19_ grace kelly wedding 1956Nous nous étions promis d’aller visiter l’exposition «Grace Kelly – Au-delà de l’icône» au Musé McCord cet été. Et c’est ce week-end que nous y sommes allés avec enthousiasme. Malheureusement ce sentiment s’est très rapidement transformé en déception puis en exaspération.

Pour la modique somme de 39$ pour deux personnes, nous avons eu droit à 42 robes, 9 affiches, 30 bouts de papier (notes, télégrammes, etc.), 1 jeu de cartes, 5 photographies grand format et 3 vidéos projetées en boucle. Point.

Rien sur l’histoire de Grace Kelly, ses origines, son enfance, sa vieillesse, sa mort. Rien sur ses trois enfants dont la populaire Stéphanie et sur Albert de Monaco, le prince actuel. Rien sur ses relations avec la politique européenne et américaine. Rien sur le tournage de ses quelques films. Rien de rien.

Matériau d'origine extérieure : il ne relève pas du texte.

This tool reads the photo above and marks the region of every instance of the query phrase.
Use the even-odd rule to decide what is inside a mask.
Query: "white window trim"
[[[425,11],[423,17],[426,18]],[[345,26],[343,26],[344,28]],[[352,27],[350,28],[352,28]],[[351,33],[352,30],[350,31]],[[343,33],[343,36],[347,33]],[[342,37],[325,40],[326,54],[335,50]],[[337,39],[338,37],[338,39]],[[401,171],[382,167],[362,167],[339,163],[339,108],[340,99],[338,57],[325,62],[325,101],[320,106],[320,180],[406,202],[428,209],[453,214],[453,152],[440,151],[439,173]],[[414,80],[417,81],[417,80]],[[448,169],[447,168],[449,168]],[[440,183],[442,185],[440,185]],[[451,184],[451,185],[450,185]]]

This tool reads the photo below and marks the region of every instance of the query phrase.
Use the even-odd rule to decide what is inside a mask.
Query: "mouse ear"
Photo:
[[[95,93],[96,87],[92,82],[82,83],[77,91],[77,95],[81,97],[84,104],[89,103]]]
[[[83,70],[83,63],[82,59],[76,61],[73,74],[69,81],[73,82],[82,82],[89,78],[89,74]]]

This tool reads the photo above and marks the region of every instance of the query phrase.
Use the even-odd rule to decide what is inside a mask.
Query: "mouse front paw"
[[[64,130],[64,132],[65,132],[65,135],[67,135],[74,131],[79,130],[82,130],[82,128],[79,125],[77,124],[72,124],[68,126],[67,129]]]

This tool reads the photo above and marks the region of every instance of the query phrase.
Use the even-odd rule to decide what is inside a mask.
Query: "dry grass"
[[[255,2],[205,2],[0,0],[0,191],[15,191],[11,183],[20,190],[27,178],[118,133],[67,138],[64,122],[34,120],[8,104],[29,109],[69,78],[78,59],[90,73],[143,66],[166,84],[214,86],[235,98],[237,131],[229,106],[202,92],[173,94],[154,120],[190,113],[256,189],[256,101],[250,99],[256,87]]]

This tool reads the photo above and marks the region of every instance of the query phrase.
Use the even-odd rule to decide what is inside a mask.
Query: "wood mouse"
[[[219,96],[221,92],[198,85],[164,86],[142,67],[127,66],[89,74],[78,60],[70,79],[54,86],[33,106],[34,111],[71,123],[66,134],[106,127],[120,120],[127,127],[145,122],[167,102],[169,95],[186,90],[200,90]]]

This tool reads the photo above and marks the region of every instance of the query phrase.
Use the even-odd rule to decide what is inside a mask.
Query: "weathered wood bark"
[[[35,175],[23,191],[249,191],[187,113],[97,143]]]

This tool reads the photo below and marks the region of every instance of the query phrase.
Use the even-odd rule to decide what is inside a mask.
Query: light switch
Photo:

J’ai dû demander à Francis, plus informé sur la Kelly que moi, les détails sur sa vie que je ne connaissais que très peu. L’utilisation de Wikipédia sur mon iPhone a été obligatoire.

Qui plus est, nous ne savions pas dans quel sens visiter les objets exposés, le directeur de l’exposition ne se souciant pas de guider le visiteur et les objets exposés étant sans relation chronologique, nous avons tourné un peu en rond pour constater que, finalement, il n’y avait pas grand-chose à voir.

Le seul intérêt aurait pu être pour les robes omniprésentes griffées de grand couturier. Mais, pour la majorité, leur mise sous verre dos à dos ne nous permettait pas de les contourner, mais de les voir seulement de face. Et voir est un bien grand mots quand on considère que le directeur de l’exposition n’a pas jugé bon d’éclairer les robes…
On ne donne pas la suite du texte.